Tree ensembles can make the algorithm more robust and less sensitive.
Just having one decision tree makes the algorithm very sensitive to changes.
As seen in the image above, if that squared cat changes to a floppy ear cat, then the best node changes from ear shape to whiskers.
By having more than 1 decision tree and making them all vote whether the test example is a cat, we can make our algorithm more robust and less sensitive to changes.
2. Sampling with replacement
Sampling with replacement mean we don't get rid of the sample after pulling out of the bag.
This makes the data set different each time it is pulled out.
In the example of cats and dogs, it is worth noting that the same cat or dogs can be sampled multiple times.
Sampling with replacement allows creating data set that is somewhat similar to but different from the previous data set.
This comes important when it comes to creating tree ensembles.
3. Random Forest Algorithm
If there are 10 training examples, we would sample the 10 training examples without replacement.
This would make some examples repeated, but it is still ok.
We would do this B times, where B is typically around 100.
Key idea: even with this sampling method, we would very often end up with the same split node on the root node.
Another modification to the algorithm is to choose features randomly at each node without replacement.
This would help creating more diverse set of trees, each with different nodes of features.
A feature is selected in the subset of k < n number of features, where n is the total number of features.
Typical number of K is square root of n.
This algorithm of creating random forest (tree ensemble) by generating random training examples and randomizing features is known as random forest algorithm.
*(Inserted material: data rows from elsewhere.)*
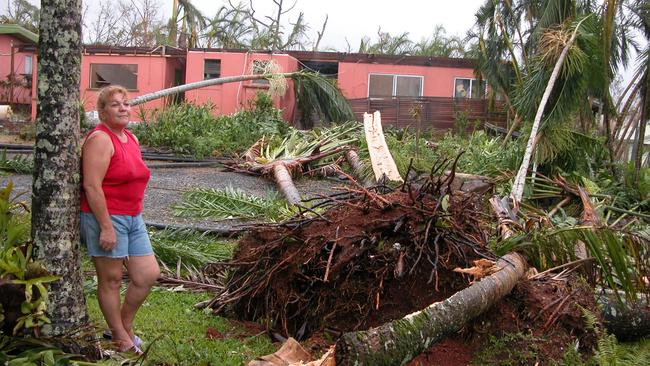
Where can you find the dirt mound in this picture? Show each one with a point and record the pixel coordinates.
(537, 323)
(368, 259)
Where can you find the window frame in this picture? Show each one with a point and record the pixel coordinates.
(128, 87)
(29, 71)
(255, 70)
(205, 61)
(471, 88)
(394, 88)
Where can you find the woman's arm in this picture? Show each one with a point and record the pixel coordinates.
(97, 152)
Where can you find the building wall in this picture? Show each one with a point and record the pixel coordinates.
(438, 81)
(22, 94)
(231, 97)
(154, 73)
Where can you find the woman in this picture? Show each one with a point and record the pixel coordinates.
(114, 180)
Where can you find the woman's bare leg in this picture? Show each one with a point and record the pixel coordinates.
(109, 278)
(143, 272)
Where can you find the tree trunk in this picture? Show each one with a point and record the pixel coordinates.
(56, 182)
(397, 342)
(285, 184)
(201, 84)
(517, 191)
(358, 167)
(640, 142)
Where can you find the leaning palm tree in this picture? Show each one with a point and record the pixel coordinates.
(641, 21)
(192, 22)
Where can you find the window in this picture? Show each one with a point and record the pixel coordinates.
(261, 67)
(102, 75)
(28, 65)
(386, 85)
(211, 69)
(469, 88)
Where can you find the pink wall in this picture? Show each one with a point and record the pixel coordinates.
(438, 81)
(155, 73)
(21, 94)
(231, 97)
I am guessing it is called the forest because of lots of trees?
4. XGBoost
Every time a new tree is created, we would increase the chance of selecting training example that previous trees have predicted poorly on.
This is an idea of deliberate practice - for example, when you are practicing a piano piece, you would focus on practicing mainly the parts that I am not doing well.
For B number of trees, Bth tree will have training examples that tree 1, 2, ... n - 1 did poorly on.
XGBoost algorithm is a widely used one for the purpose.
The implementation is as above.
5. When to use decision trees
Decision trees work well on structured data, neural networks work well on unstructured data.
Decision trees learn fast, neural don't but they can be faster by using transfer learning.